15 Jahre vor Coco Chanel befreite Emilie Flöge die Frauen von Korsett und Mieder. Gemeinsam mit ihren zwei Schwestern betrieb sie den "Salon Flöge“ in Wien: Wer gesellschaftlich etwas auf sich hielt, ließ sich ein Haus von Josef Hoffmann bauen und einrichten, die Dame des Hauses von Klimt malen und von Emilie Flöge einkleiden. Adele Bloch-Bauer, Margarete Wittgenstein-Stonborough, Berta Zuckerkandl und Clarisse Rothschild liebten ihren bahnbrechenden neuen Stil. In Form eines spannenden Romans erzählt Margret Greiner das Leben der Emilie Flöge, die Gustav Klimt als junges Mädchen kennenlernte und die dem schwierigen und extravaganten Künstler bis zu seinem Tod eine verlässliche Gefährtin jenseits einer konventionellen Liebesbeziehung war. Die Biografie zeichnet vor allem das Bild einer Frau, die unbeirrt ihren Weg ging und, beruflich äußerst erfolgreich, einen völlig neuen, "secessionistischen“ Mode-Stil kreierte. Ihre für die damalige Zeit ungewöhnliche finanzielle Unabhängigkeit ermöglichte ihr auch eine selbstbestimmte Gestaltung ihres Privatlebens. Sie heiratete nie, blieb in freier Entscheidung kinderlos, verweigerte sich allen Rollenklischees. Das Buch basiert auf den Erkenntnissen der gegenwärtigen Forschung, geht aber über das rein Faktische hinaus und zeichnet in einer Mischform aus Roman und Dokumentarbericht das Lebensbild dieser außergewöhnlichen Frau.

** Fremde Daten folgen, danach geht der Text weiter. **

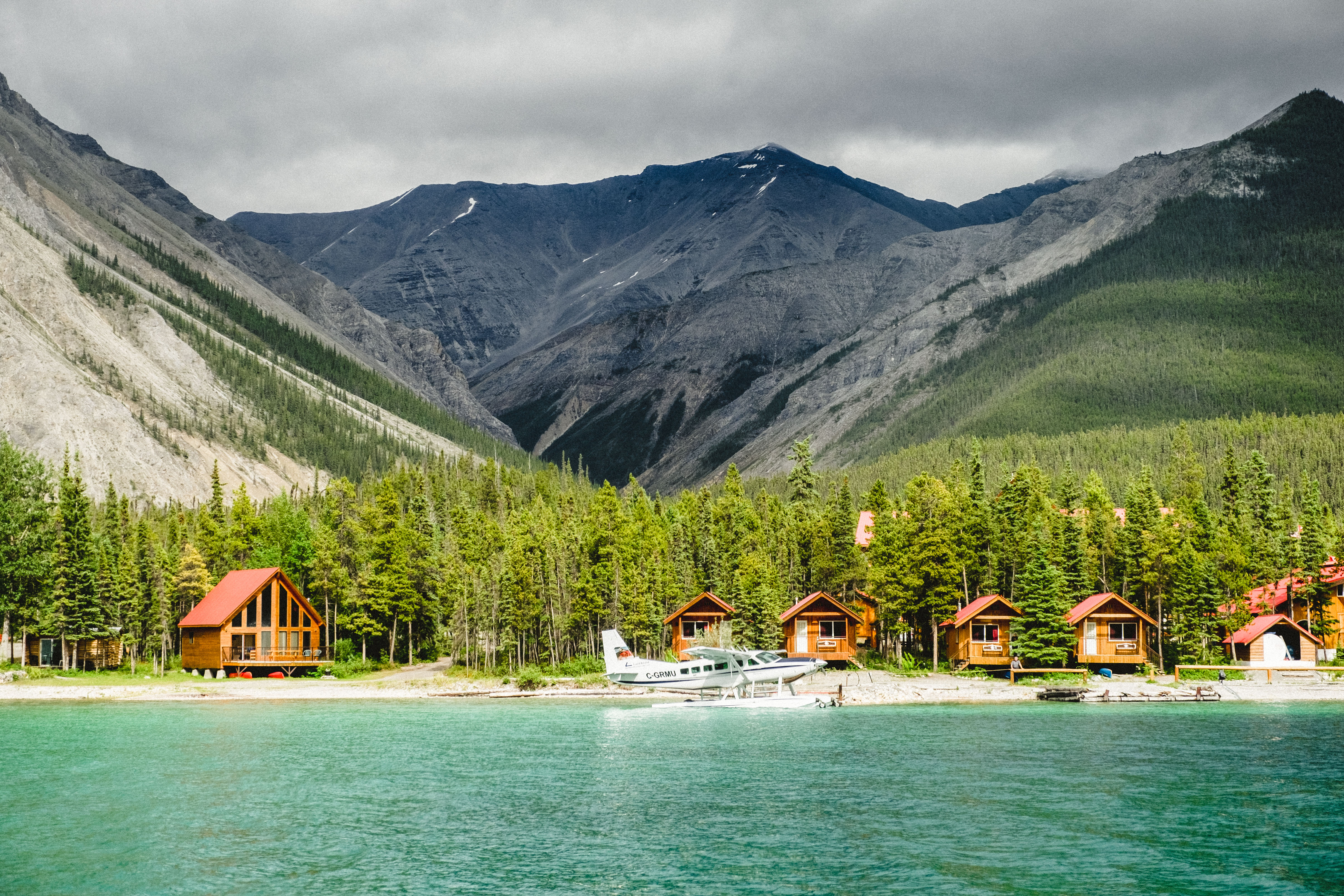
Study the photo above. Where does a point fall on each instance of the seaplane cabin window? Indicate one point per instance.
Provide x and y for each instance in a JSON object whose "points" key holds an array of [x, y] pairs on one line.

Ich habe dieses Buch mit großem Interesse und steigender Begeisterung gelesen, Begeisterung für die Art der Lebensbeschreibung sowie für die Person Emilie Flöges selbst. Aufmerksam auf sie geworden bin ich beim Besuch eine Klimt-Ausstellung im Leopold Museum im Herbst dieses Jahres. Dort wurden neben Klimts Gemälden und Zeichnungen auch Objekte und Fotographien aus dem Modesalon Flöge gezeigt, was mich anfangs wunderte. Erst die Erläuterungen verdeutlichten, welch großen Einfluss Emilie Flöge anfangs als Geliebte und später als lebenslängliche enge Freundin auf Gustav Klimt hatte. Die beiden verband „die Innigkeit eines Paares, das die körperliche Intimität hinter sich gelassen hatte.“
Zweimal malte Klimt Emilie Flöge, einmal als 17jährige im klassischen Stil, später als erwachsene Frau in einem der für Klimt typischen Phantasiekleider, die mit dem Hintergrund verschwimmen. Diese Bilder sind in dem Buch als farbige Reproduktionen beigegeben zusammen mit einem Bild einer Sonnenblume, die von Kunstexperten als symbolische Darstellung Emiliens interpretiert wird.
Der zwischen wissenschaftlicher und literarischer Biographie schwankende Text – die Autorin stellt detailliertes und umfangreiches Wissen zur Schau, vergönnt uns aber kein Quellenverzeichnis – ließ mich anfangs im Unklaren, was ich vor mir habe. Bald aber versetzte mich der Faktenreichtum und die lebhafte Schilderung einzelner Szenen in das Wien der Jahrhundertwende und ließ mich als unsichtbarer Beobachter am Leben des Flöges und Klimts teilhaben. Auf diese Weise habe ich nicht nur ein tieferes Verständnis des Künstlers Klimt und seiner Werke erlangt, sondern auch die Achtung vor dem Lebenswerk von Emilie Flöge und ihren Schwestern, sowie anderer Damen (wie Berta Zuckerkandl-Szeps) der Wiener Gesellschaft, die den Frauen ihrer Zeit in der Kleidung und darüber hinaus größere Freiheit eroberten.
Ich habe das Buch mit großem Gewinn gelesen und wünsche ihm viele weitere Leser, so dass die eindrucksvollen männlichen und weiblichen Gestalten dieser Zeit dem Vergessen entrissen werden.
Dieses Buch hat mich gepackt, ich konnte es kaum weglegen. Die Geschichte der Emilie Flöge und ihre Beziehung zu Gustav Klimt wird hier in kurzen biografischen Anekdoten erzählt. Es geht um Liebe und Kunst aber mich hat vor allem die so persönlich geschilderte Geschichte Emilies berührt, die als moderne Frau im konservativen Wien lebt und ihre Bestimmung als emanzipierte Modeschöpferin lebt.